计算机科学 ›› 2020, Vol. 47 ›› Issue (2): 126-134.doi: 10.11896/jsjkx.190100119

• 计算机图形学&多媒体 • 上一篇    下一篇

基于深度特征融合的图像语义分割

周鹏程1,龚声蓉1,2,钟珊1,2,包宗铭1,戴兴华1   

  1. (苏州大学计算机科学与技术学院 江苏 苏州2150062)1;
    (常熟理工学院计算机科学与工程学院 江苏 苏州215500)2
  • 收稿日期:2019-01-15 出版日期:2020-02-15 发布日期:2020-03-18
  • 通讯作者: 龚声蓉(shrgong@suda.edu.cn)
  • 基金资助:
    国家自然科学基金项目(61272005;61702055);江苏省自然科学基金项目(BK20151254,BK20151260);江苏省六大高峰人才项目(DZXX-027);教育部科技发展中心“云数融合科教创新”基金(2017B03112)

Image Semantic Segmentation Based on Deep Feature Fusion

ZHOU Peng-cheng1,GONG Sheng-rong1,2,ZHONG Shan1,2,BAO Zong-ming1,DAI Xing-hua1   

  1. (School of Computer Science and Technology,Soochow University,Suzhou,Jiangsu 215006,China)1;
    (School of Computer Science and Engineering,Changshu Institute of Technology,Suzhou,Jiangsu 215500,China)2
  • Received:2019-01-15 Online:2020-02-15 Published:2020-03-18
  • About author:ZHOU Peng-cheng,born in 1992,postgraduate.His main research interests include digital image processing,computer vision and pattern recognition;GONG Sheng-rong,born in 1966,Ph.D,professor,Ph.D supervisor,is the vice chairman of Suzhou CCF Association.His main research interests include machine learning and computer vision.
  • Supported by:
    This work was supported by the National Natural Science Foundation of China (61272005, 61702055), Natural Science Foundation of Jiangsu Province (BK20151254, BK20151260), Six Peak Talents Projecof Jiangsu Province (DZXX-027) and Cloud Integration Science and Education Innovation Foundation of Ministry of Education Science and Technology Development Center (2017B03112).

摘要: 在图像语义分割中使用卷积网络进行特征提取时,由于最大池化和下采样操作的重复组合引起了特征分辨率降低,从而导致上下文信息丢失,使得分割结果失去对目标位置的敏感性。
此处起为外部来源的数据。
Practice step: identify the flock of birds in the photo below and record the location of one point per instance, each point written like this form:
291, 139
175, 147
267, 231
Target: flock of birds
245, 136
虽然基于编码器-解码器架构的网络通过跳跃连接在恢复分辨率的过程中逐渐细化了输出精度,但其将相邻特征简单求和的操作忽略了特征之间的差异性,容易导致目标局部误识别等问题。为此,文中提出了基于深度特征融合的图像语义分割方法。该方法采用多组全卷积VGG16模型并联组合的网络结构,结合空洞卷积并行高效地处理金字塔中的多尺度图像,提取了多个层级的上下文特征,并通过自顶向下的方法逐层融合,最大限度地捕获上下文信息;同时,以改进损失函数而得到的逐层标签监督策略为辅助支撑,联合后端像素建模的全连接条件随机场,无论是在模型训练的难易程度还是预测输出的精度方面都有一定的优化。实验数据表明,通过对表征不同尺度上下文信息的各层深度特征进行逐层融合,图像语义分割算法在目标对象的分类和空间细节的定位方面都有所提升。在PASCAL VOC 2012和PASCAL CONTEXT两个数据集上获得的实验结果显示,所提方法分别取得了80.5%和45.93%的mIoU准确率。实验数据充分说明,并联框架中的深度特征提取、特征逐层融合和逐层标签监督策略能够联合优化算法架构。特征对比表明,该模型能够捕获丰富的上下文信息,得到更加精细的图像语义特征,较同类方法具有明显的优势。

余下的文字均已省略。